9 | ENTROPY AND ITS DEMONS
(You Cannot Stir Things Apart)
Thought interferes with the probability of events, and, in the long run therefore, with entropy.
—David L. Watson (1930)♦
IT WOULD BE AN EXAGGERATION TO SAY that no one knew what entropy meant. Still, it was one of those words. The rumor at Bell Labs was that Shannon had gotten it from John von Neumann, who advised him he would win every argument because no
one would understand it.♦ Untrue, but plausible. The word began by meaning the opposite of itself. It remains excruciatingly difficult to define. The Oxford English Dictionary, uncharacteristically, punts:
1. The name given to one of the quantitative elements which determine the thermodynamic condition of a portion of matter.
Rudolf Clausius coined the word in 1865, in the course of creating a science of thermodynamics. He needed to name a certain quantity that he had discovered—a quantity related to energy, but not energy.

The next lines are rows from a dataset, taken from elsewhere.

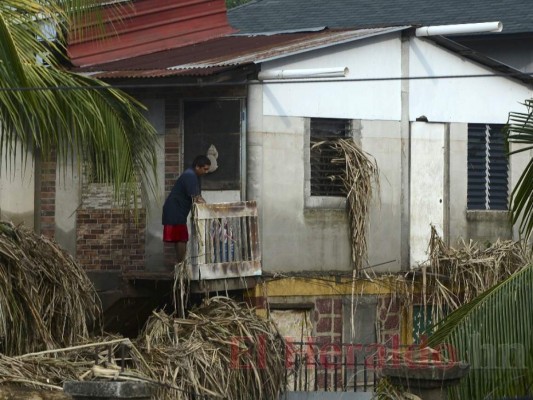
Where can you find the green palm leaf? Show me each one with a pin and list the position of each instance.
(493, 334)
(519, 130)
(45, 108)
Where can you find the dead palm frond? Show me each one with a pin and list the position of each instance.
(46, 299)
(455, 276)
(361, 173)
(222, 350)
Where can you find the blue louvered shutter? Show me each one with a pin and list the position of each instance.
(487, 168)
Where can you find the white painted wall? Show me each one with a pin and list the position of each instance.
(468, 100)
(427, 187)
(296, 235)
(371, 58)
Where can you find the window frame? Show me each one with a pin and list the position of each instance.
(314, 201)
(494, 161)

Thermodynamics arose hand in hand with steam engines; it was at first nothing more than “the theoretical study of the steam engine.”♦ It concerned itself with the conversion of heat, or energy, into work. As this occurs—heat drives an engine—Clausius observed that the heat does not actually get lost; it merely passes from a hotter body into a cooler body. On its way, it accomplishes something. This is like a waterwheel, as Nicolas Sadi Carnot kept pointing out in France: water begins at the top and ends at the bottom, and no water is gained or lost, but the water performs work on the way down. Carnot imagined heat as just such a substance. The ability of a thermodynamic system to produce work depends not on the heat itself, but on the contrast between hot and cold. A hot stone plunged into cold water can generate work—for example, by creating steam that drives a turbine—but the total heat in the system (stone plus water) remains constant. Eventually, the stone and the water reach the same temperature. No matter how much energy a closed system contains, when everything is the same temperature, no work can be done.